Ten lawsuits seeking class action status have been filed by mineral rights owners against North Dakota oil/natural gas operators alleging the loss of millions of dollars in royalties due to large amounts of flared associated gas during the past six years.

Bismarck, ND-based attorney Derrick Braaten filed the lawsuits on behalf of 10 mineral rights owners spread over the major oil/gas-producing counties in the Bakken Shale play, including McKenzie, Williams, Mountrail and Divide counties. Named in the lawsuits are ten operators — Burlington Resources Oil and Gas Co. LP, Continental Resources Inc., Crescent Point Energy U.S. Corp., HRC Operating LLC, Marathon Oil Corp., Samson Resources Co., SM Energy Co., Statoil Oil and Gas LP, WPX Energy and XTO Energy Inc.

A separate lawsuit was filed against each company, and each listed eight causes of action, seeking to force the companies to pay damages. In addition to Braaten’s North Dakota-based law firm, four other law firms from Colorado, Texas, Montana and Wyoming with oil/gas and class action experience are representing the mineral rights owners.
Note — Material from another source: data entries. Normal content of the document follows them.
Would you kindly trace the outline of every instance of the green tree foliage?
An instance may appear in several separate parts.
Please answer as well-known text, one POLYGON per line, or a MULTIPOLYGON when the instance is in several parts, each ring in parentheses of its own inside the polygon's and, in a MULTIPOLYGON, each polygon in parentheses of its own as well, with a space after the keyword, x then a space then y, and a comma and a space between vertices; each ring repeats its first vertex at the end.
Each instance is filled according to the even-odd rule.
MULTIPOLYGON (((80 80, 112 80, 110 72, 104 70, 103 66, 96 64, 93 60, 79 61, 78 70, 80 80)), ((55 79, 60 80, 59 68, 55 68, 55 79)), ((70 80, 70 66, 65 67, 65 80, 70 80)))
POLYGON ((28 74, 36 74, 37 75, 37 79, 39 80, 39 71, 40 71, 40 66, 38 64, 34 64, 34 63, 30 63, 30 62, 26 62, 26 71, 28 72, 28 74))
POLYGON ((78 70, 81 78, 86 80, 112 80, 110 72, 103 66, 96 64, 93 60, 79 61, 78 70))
Flaring has been a major concern of state and industry officials as the Bakken shale boom has grown (see Shale Daily, July 31). A law on the issue was passed earlier this year by the North Dakota state legislature (HB 1134) offering tax breaks to oil and natural gas operators as an incentive to cut flaring (see Shale Daily, May 1).

Ron Ness, president of the North Dakota Petroleum Council (NDPC), defended the operators, telling local news media that “nobody wants to capture that flare gas more than the oil operators; it is the value stream coming out of the well.” Ness argued that the operators are complying with state laws on flaring and working to reduce the amount of associated gas that is flared.

“The industry has invested more than $6 billion in new pipelines, processing plants and other infrastructure to move it from the wellhead to the marketplace,” said Terry Kovacevich, NDPC chairman and regional vice president for Marathon Oil. “This is a significant investment, but we are committed to making North Dakota the model of a modern, efficient and technology-driven oilfield.”

Reduced slightly in the most recent monthly statistics from 30% to 29% of produced gas, flaring is the subject of an industry task force now at work to make recommendations for cutting flaring to below 10% (see Shale Daily, Oct. 16).

The lawsuits seek to force operators to comply with state law and pay royalties to mineral owners for the value of flared gas going back over the past six years, Braaten told local news media. State and industry officials do not agree that the operators are out of compliance with requirements on flaring, which are currently being examined for potential changes.

“The plaintiffs and class members they seek to represent in each case are western North Dakota mineral rights owners who potentially have lost millions of dollars in royalties due to producers’ practice of burning off large quantities of gas rather than selling it,” said Braaten, calling flaring a “controversial practice” that has grown from 3% in 1999 to more than 30% at times during the current drilling boom in the state.

Currently about 1,500 wells in the state are flaring gas, according to the plaintiffs’ filings. The plaintiffs point out that both wells connected to gas gathering and processing infrastructures and those still unconnected are part of the problem.

Justin Kringstad, director at the North Dakota Pipeline Authority, said in August that solid progress was made in catching up with the connection of wells to gathering systems. Of the current month’s 29% flaring total, 16% was from wells already connected, and the remaining 13% were still waiting for connections, Kringstad said.

Counsel for the royalty owners are five law firms from North Dakota, Colorado, Texas, Montana and Wyoming with oil and gas and class action experience.